Top and Ülkü (2004) showed that the antibacterial activity of Ag⁺-clinoptilolite did not increase with increasing amounts of Ag⁺ in the zeolite, probably due to the formation of metallic Ag at high Ag⁺ concentrations [29]. Akhigbe et al. (2014) reported a significant reduction in E. coli growth by Ag⁺-modified clinoptilolite (4.34 wt%) with a 10 log₁₀ reduction in 30 min [28]. The bactericidal action of silver-modified zeolite in the literature has been attributed to two mechanisms. The first one is based on the silver ion itself being released from the zeolite [52] and the second one on reactive oxygen species (ROS) generated from silver in the solid matrix [27]. Milenkovic et al. (2017) found that the bactericidal effect of Ag-NZs toward E. coli could be attributed not only to released Ag⁺ ions but also to Ag-Z itself [32]. Moreover, in most cases examined in this study, greater population reduction was observed for E. coli than E. faecalis, probably due to the higher resistance of Gram-positive bacteria (E. faecalis) than Gram-negative bacteria (E. coli) caused by the thicker peptidoglycan layer.

4. Conclusions

The results of this study show that under dynamic batch conditions, both E. coli and E. faecalis were removed in greater amounts by Ag-modified NZs than NZs for both particle sizes (0–1 mm and 1–3 mm) employed in this study at 22 °C. Furthermore, the log reduction in both bacteria was found to be dependent on the initial bacteria concentration. Moreover, a higher percent reduction was observed for fine than coarse NZ, while in the case of 0.25% Ag-MNZ, no clear trend was observed. Note that the 0.25% Ag-MNZ reduced both bacteria from 1.5 to 2.96 logs after 1 h. The estimated inactivation rates suggest that bacteria inactivation, in most cases considered in this study, is inversely correlated with zeolite particle size in the presence of 0.25% Ag-MNZs.

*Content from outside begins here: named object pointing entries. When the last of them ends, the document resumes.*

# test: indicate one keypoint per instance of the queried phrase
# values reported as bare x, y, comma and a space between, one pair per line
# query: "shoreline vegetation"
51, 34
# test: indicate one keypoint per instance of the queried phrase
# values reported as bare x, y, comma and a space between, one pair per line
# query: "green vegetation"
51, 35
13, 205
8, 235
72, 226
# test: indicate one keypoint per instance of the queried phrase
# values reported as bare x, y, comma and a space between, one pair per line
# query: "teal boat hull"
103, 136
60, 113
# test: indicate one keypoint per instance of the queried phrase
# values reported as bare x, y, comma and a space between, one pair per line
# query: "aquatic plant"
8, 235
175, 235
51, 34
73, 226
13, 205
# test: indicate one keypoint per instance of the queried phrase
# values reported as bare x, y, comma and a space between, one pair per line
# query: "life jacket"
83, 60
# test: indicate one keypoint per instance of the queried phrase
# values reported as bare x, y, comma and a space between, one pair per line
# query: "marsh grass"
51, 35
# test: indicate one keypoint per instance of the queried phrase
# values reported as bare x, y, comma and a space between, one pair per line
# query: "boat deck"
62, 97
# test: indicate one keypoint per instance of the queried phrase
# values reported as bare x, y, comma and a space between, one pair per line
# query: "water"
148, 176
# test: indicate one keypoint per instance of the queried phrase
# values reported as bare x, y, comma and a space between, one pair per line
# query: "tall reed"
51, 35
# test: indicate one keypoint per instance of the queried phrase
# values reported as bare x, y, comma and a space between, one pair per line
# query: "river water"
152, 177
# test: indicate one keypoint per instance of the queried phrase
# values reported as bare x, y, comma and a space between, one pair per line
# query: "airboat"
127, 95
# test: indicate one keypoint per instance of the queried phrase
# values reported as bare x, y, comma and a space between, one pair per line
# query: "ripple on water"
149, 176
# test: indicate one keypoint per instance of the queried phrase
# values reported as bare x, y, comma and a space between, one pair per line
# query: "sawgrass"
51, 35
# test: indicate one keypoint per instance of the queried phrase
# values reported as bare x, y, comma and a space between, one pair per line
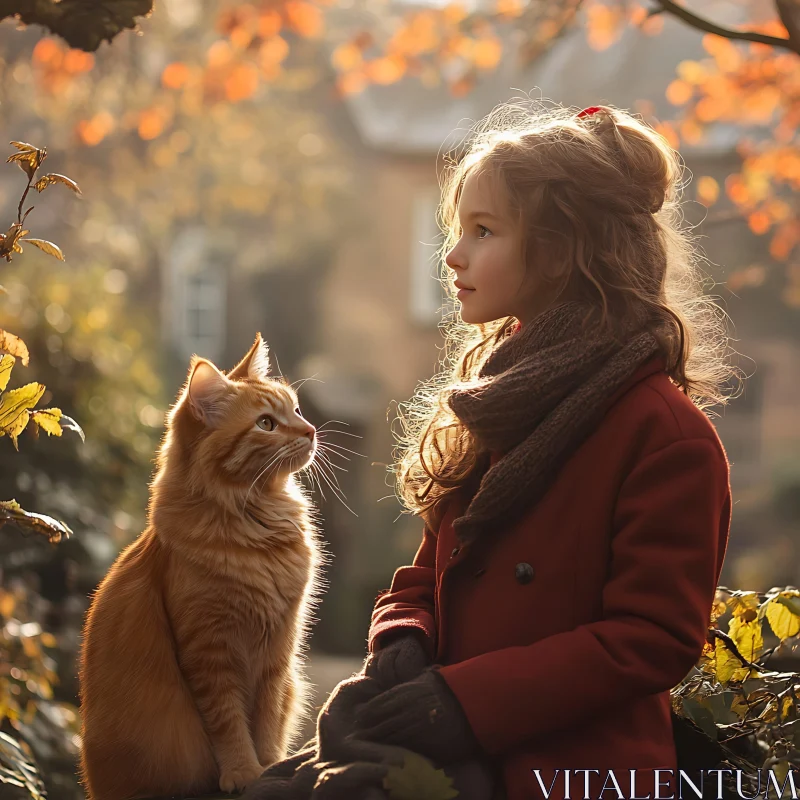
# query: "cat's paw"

The preliminary results obtained in this research stage show the possibility of using NZs or Ag-MNZs of various particle sizes in the removal of pathogens or faecal indicators in water treatment processes. Modified zeolites, with exceptional ion-exchange and sorption properties, have the potential to be effective filtration media. The development of Ag-MNZ-based filters, with enhanced antimicrobial properties, lays the framework for new possibilities in water filtration. However, future work is needed to evaluate the removal of waterborne microbial pathogens by Ag-MNZs in fixed-bed columns under a broad range of conditions including: the Ag-MNZ incorporation method, solution pH, pathogen initial concentration, flow rate, and bed depth. Moreover, the potential of silver recovery for reuse should also evaluated. Based on the results of further research, it will be possible to economically assess the whole technological process and give a clear opinion on the use of NZ and Ag-MNZ in water treatment processes.